For now, the system is too complex for widespread use. “There [are] technical problems that need to be addressed to make this accessible to a regular patient,” co-author Stefan Bornstein told BioWorld Today.

But “for almost a year, these human islets survived without any immunosuppression” – the first report of a transplant that has not necessitated immunosuppressive treatment for the patient.

Islet cell transplantation, to replace the insulin-producing cells lost in Type I diabetes, is not new. The technique was pioneered in Canada in the 1990s, and the so-called “Edmonton protocol” for transplanting pancreatic islet cells was published in the New England Journal of Medicine in 2000.

But the new case study, which Bornstein and his colleagues reported in the Oct. 28, 2013, online edition of the Proceedings of the National Academy of Sciences, could open the procedure up for a larger number of patients.

For one, getting rid of the need for long-term immunosuppression, which carries the risk of infectious disease and can damage the transplanted cells, would allow larger numbers of patients to receive such transplants.

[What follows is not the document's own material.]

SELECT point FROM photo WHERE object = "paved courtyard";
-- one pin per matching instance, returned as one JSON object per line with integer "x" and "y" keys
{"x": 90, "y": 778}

And if the transplanted cells can be kept out of the immune system’s crosshairs, it would open up the possibilities for xenotransplantation – the transplantation of cells from another species.

A shortage of donor organs is the major limiting factor in the transplantation of many different organs, and pancreatic islet cells are no exception. Bornstein, who is at the University Hospital of the German University of Dresden, said even though his institution has one of the largest programs in Germany, “large” translates into a few dozen transplant surgeries a year.

And with Type I diabetics numbering in the hundreds of thousands, “if you can offer therapy to 20 or 30 people, it’s nice for those people. But [in the big picture], it’s nothing.”

Stem cell-derived islet cells are another possibility, but Bornstein said that for now, pig islet cells are closer to human islet cells than those derived from embryonic or induced pluripotent stem cells. His team hopes to test the device with pig islet cells in future clinical trials.

Previous attempts to hide islet cells from the transplant recipient’s immune system have run up against the problem that any approach that would shield islet cells from the immune system also would shield them from red blood cells. “If you put these islets in an immunoprotective environment, you won’t have oxygen,” he said.

Researchers responded by trying to “vascularize” the packaged islets – bringing them back to their other problem. “Once you have vessels, you again have the full immune system.”

Bornstein and his team developed a chamber that shielded islets from the recipient immune system but can supply oxygen to the cells – though at this point, it needs to have its air supply exchanged daily via a port system. They transplanted that chamber into the stomach cavity of a patient with longstanding Type I diabetes. The islet cells remained functional, that is, able to release insulin in response to stimulation with glucose, throughout the 10 months that the device remained implanted, and the patient was not treated with immunosuppressive drugs.

The clinical benefit is in the eye of the beholder. Bornstein himself called the benefit “moderate,” noting that the patient continued to need insulin throughout the time he had the device implanted.

But the transplant did stabilize hypoglycemia, which is one of the biggest dangers to long-term diabetics, who don’t recognize low blood sugar levels.

And the transplant consisted of only about 100,000 cells, an amount which is not expected to allow a patient to achieve insulin independence. The minimum for such independence is on the order of 500,000 to 700,000 islet cells.

Given those numbers, Bornstein said, it’s “surprising that we got a response” at all.

And insulin independence, he said, “is not really the aim at this point.”